I was sitting at the dinner table last night, trying to overcome the pain of my mind that was trying to ruthlessly drown me in its monstrous sea of darkness, although I couldn't think of one thing that was bad enough to keep me under. As I tried to put a label on the dark thoughts, in an attempt to unravel them and set them free, they became stronger, and I was overwhelmed with confusion.
My littlest one said, "Mommy, what's wrong?"
Usually they pay little attention to me at the table, busy playing or fighting, so, I was very surprised that they even noticed me, let alone sensed that anything was wrong.

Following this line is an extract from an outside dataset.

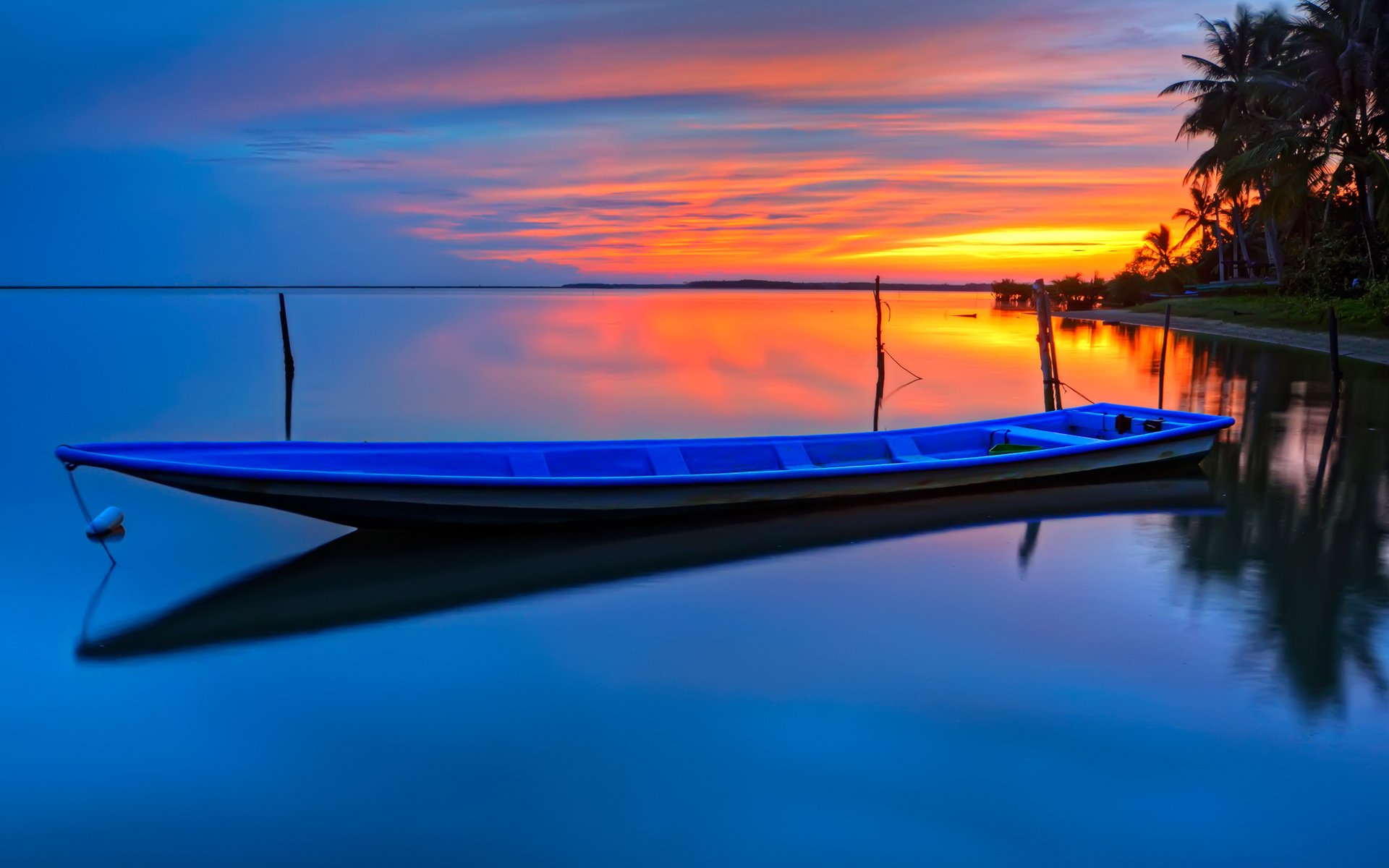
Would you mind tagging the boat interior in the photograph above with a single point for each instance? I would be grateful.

I displayed no outward sadness, at least not more than usual.
I said, "Oh, nothing, my mind is a little crazy right now, trying to make me feel that everything is wrong, even though I can't find anything that is wrong--it's keeping me from seeing what is right in front of me."
My little one came over to me and sat on my lap and gave me a hug, at the same time my oldest said, "So, mommy, what do you like to do?"

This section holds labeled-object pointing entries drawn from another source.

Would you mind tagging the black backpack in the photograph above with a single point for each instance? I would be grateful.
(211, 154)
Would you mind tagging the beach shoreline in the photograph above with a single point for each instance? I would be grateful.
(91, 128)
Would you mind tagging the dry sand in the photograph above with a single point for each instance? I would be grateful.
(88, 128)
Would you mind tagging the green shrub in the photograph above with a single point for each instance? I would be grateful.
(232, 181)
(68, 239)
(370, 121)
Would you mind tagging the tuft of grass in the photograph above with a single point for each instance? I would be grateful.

"What do you mean?" I said.
"Maybe you could do something that you like, so your mind won't catch you."
I was flooded with love as I realized that they were helping me.
Through my overwhelming gratitude, I smiled and hugged my littlest, and said, "I love snuggling with my girls."

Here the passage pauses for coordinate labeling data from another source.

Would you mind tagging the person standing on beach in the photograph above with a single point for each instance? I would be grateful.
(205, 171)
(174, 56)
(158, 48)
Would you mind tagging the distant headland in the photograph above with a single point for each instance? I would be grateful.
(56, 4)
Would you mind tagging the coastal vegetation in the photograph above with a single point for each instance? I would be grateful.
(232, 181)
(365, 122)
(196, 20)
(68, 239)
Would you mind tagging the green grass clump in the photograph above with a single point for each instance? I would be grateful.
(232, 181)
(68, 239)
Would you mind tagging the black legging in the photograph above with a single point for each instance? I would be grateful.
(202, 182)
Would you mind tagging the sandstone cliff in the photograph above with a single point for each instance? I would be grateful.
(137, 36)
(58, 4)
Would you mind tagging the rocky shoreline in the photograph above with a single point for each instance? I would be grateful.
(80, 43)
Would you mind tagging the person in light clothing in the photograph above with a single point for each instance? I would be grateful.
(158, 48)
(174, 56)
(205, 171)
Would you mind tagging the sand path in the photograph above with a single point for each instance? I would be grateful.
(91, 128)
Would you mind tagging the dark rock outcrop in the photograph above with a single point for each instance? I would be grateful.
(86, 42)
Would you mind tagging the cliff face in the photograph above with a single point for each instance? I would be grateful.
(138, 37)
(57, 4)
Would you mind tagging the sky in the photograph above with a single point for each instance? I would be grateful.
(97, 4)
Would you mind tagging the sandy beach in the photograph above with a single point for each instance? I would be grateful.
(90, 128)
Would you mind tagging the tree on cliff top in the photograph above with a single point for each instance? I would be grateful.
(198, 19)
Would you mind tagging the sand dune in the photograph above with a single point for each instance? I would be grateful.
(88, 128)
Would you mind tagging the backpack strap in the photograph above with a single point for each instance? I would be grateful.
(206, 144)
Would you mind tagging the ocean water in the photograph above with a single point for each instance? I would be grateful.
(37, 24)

"Then do that." My oldest said. "You should do that so you'll feel better." My youngest pressed her cheek against mine and put her arms around me.
"Thank you." I said, humbled by their reaching out to me, and with such wisdom. I wonder if they understood what a gift they had been for me in that moment. Never in a million years could I have predicted that my little ones, who make me crazy much of the time, would be the ones to reach out with such love and knowingness about the heart of things.
They are listening.
They are hearing me.
I am hearing myself, and my life is changing.
The universe gives back, and I know that the balance of my life has shifted. I know that because of this work of the heart that the course of my life is one where the peaceful moments will outnumber the dark ones--and always the way back will be given to me, in the moment, if I choose to notice it, perhaps even out of the beautiful mouth of babes.
I give thanks for these little ones that have come to me with more wisdom, and with more purpose than I could ever imagine. May I always see the miracle of love that appears before me, extending itself to me, without any strings attached. May I be always willing to receive it.
May you, dear one who reads this, find the same beautiful love given so freely to you, that asks nothing more of you than that you open and receive it. May you see your infinite worth in this gift, and may you find in it boundless love to give.
ps. Happy Birthday, Mom! I love you!